Shortly after we received this news, Phoebe spiked a fever. No time to breathe or take in the better news, Phoebe was admitted to the hospital. Blood cultures were drawn, doctors came to listen to and look at Phoebe - she cried and told them to leave her alone; that she wanted to go home. We worried. No source of the fevers was found, Phoebe refused to eat the "hospital food" and she became more frustrated and depressed as the days passed. After just 24 hours without a fever and no answers, we asked if she could go home. The doctors reluctantly agreed but the transfer from in patient to out was not at all seamless and we ended up spending most of the weekend in the medicine room at St.Jude. Sometimes things just don't go as planned. Yesterday we arrived at the hospital at 10am and left after midnight - all fourteen hours were spent in one tiny room as Phoebe is still isolated. Sometimes I feel like this is one giant social experiment - how many hours can one family of four spend in a tiny room before someone loses it? How much lego can two kids build in 14 hours? 
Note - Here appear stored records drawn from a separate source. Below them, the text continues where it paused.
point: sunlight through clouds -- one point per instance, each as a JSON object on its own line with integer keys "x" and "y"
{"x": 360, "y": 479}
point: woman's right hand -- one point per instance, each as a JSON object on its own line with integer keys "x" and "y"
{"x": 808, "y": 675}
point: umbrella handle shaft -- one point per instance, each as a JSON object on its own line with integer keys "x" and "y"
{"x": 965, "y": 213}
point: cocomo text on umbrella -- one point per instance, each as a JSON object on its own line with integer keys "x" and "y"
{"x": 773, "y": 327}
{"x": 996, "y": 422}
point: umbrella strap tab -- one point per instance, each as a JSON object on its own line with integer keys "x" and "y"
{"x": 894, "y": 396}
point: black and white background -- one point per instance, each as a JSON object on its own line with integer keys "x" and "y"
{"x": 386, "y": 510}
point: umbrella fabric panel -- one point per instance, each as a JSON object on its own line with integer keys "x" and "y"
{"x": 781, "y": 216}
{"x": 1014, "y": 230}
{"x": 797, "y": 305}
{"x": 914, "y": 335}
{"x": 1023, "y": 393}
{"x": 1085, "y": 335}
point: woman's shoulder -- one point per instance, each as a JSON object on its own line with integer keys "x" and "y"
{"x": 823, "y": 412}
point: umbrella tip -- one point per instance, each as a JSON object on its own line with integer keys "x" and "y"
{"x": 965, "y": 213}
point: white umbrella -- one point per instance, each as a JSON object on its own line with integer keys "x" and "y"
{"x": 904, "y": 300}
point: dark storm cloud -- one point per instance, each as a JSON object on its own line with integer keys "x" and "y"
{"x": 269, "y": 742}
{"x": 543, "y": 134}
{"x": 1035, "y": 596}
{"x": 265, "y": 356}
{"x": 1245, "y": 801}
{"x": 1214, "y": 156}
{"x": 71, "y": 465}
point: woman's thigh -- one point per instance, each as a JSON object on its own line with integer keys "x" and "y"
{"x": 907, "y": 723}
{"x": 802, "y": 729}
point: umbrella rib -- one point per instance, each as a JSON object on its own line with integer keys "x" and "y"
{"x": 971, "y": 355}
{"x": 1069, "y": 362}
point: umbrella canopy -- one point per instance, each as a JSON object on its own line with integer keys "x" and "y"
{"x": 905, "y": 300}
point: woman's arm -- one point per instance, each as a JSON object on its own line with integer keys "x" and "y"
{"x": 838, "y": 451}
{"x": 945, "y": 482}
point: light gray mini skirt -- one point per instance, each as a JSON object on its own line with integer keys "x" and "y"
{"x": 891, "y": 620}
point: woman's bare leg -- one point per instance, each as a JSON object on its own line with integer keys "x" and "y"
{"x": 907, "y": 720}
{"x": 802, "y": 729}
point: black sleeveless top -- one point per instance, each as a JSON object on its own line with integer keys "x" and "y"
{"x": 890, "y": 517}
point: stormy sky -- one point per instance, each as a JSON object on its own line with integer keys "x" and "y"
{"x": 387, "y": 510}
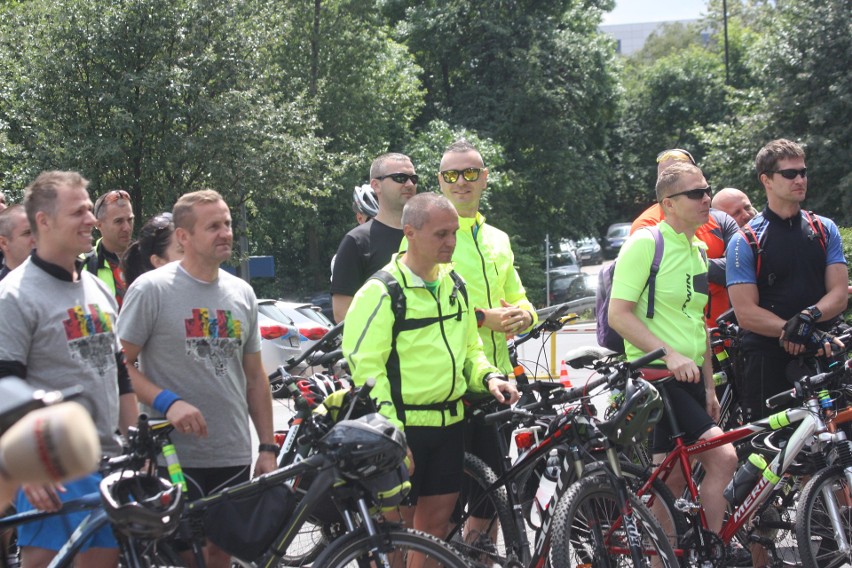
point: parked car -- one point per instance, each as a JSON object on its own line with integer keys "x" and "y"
{"x": 588, "y": 251}
{"x": 565, "y": 261}
{"x": 570, "y": 287}
{"x": 279, "y": 340}
{"x": 615, "y": 237}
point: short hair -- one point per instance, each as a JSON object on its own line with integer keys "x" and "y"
{"x": 41, "y": 194}
{"x": 154, "y": 238}
{"x": 9, "y": 218}
{"x": 183, "y": 213}
{"x": 670, "y": 177}
{"x": 378, "y": 167}
{"x": 103, "y": 202}
{"x": 418, "y": 209}
{"x": 768, "y": 157}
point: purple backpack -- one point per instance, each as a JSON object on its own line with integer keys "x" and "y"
{"x": 608, "y": 337}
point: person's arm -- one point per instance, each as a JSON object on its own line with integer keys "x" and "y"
{"x": 259, "y": 398}
{"x": 367, "y": 339}
{"x": 185, "y": 417}
{"x": 346, "y": 277}
{"x": 623, "y": 320}
{"x": 340, "y": 304}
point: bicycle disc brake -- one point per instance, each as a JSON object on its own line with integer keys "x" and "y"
{"x": 712, "y": 554}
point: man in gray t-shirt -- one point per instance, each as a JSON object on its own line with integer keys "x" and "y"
{"x": 193, "y": 329}
{"x": 57, "y": 331}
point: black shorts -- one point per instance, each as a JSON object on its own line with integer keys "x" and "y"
{"x": 689, "y": 403}
{"x": 204, "y": 481}
{"x": 438, "y": 460}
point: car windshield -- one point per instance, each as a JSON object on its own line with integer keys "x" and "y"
{"x": 619, "y": 231}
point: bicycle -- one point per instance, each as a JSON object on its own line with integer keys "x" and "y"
{"x": 355, "y": 458}
{"x": 512, "y": 546}
{"x": 770, "y": 491}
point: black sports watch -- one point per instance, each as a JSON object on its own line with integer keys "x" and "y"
{"x": 274, "y": 448}
{"x": 814, "y": 311}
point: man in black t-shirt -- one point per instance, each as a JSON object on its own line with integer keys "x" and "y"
{"x": 367, "y": 248}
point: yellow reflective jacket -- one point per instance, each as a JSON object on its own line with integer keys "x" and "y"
{"x": 423, "y": 371}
Thankfully, today is a day off and Phoebe appears to be feeling better. Her quality of life is very important to us and she is a different child when she's at home. She hasn't had any more fevers and she ended her hunger strike thanks to some great Canadian snacks that arrived this morning (thank-you!!). As I write this she is painting with Mae and for the first time since Thursday, I feel like I can breathe. 

The plan moving forward is to complete the clinical trial - Phoebe has two doses of the study drug remaining and will finish on Friday. After that, we will repeat the bone marrow tests and hope and pray for good results. 

We are anxious but hopeful. Always hopeful. While all of this was happening, we moved out of our apartment at the Target House so that they could do minor renovations and move in some new furniture and art work. We came home after our marathon day yesterday to this in Mae and Phoebe's room ...

 ... three little birds.

Every little thing gonna be all right.